# H: AoBR Goblins W: Dwarves



## Existance (Nov 3, 2008)

*H: BfSP Goblins W: Dwarves or £*

*Just realised i put AoBR in the original title, my bad :< I mean BoSP. ^^*

Hi there, a while back I bought the BfSP set and have decided to finally trade the Goblins for something else, rather than let them sit in a cupboard. I have all the Goblin models that are included in the set, but incase you wanted to know exactly:

1 Night Goblin Shaman
1 Night Goblin Big Boss
40 Night Goblin Warriors 
20 Night Goblin Archers
10 Forest Goblin Spider Riders
1 Troll

They are all assembled but unpainted. There are mould lines on most of the models I think. Also, on one of the Spider Riders, the spearhead has broken off. I can provide pictures if nessecary.

I wish to trade these for certain dwarf models:


1 Runelord with Great Weapon
Dwarf Warriors with Great Weapons (prefer 20+)
1 Grudge Thrower Complete with Crew
1 Cannon complete with Crew
*Update* 12 Miners (no command units)

I would prefer if they were unpainted, but if not, it isn't the end of the world ^^

Alternatively, I am willing to sell the Goblins for money.

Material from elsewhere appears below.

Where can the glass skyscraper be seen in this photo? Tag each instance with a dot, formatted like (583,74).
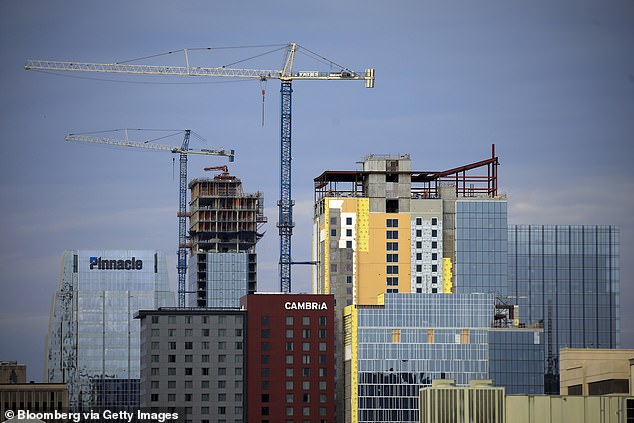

I would also like to ship only within the UK

PM me if you are interested, thanks


----------



## Existance (Nov 3, 2008)

Small bump, as I edited into the thread, i put AoBR in the title by mistake. Can provide pictures of the goblins as a whole aswell if wanted.


----------



## Existance (Nov 3, 2008)

Updated the 'wanted' list, thanks. ^^

P.S. If a mod could kindly change the title to 'H: BfSP Goblins W: Dwarves', i'd appreciate it, thanks.


----------



## Existance (Nov 3, 2008)

Removed the Dwarf Lord with Great Weapon and updated the Dwarf Warrior bit, thanks :>


----------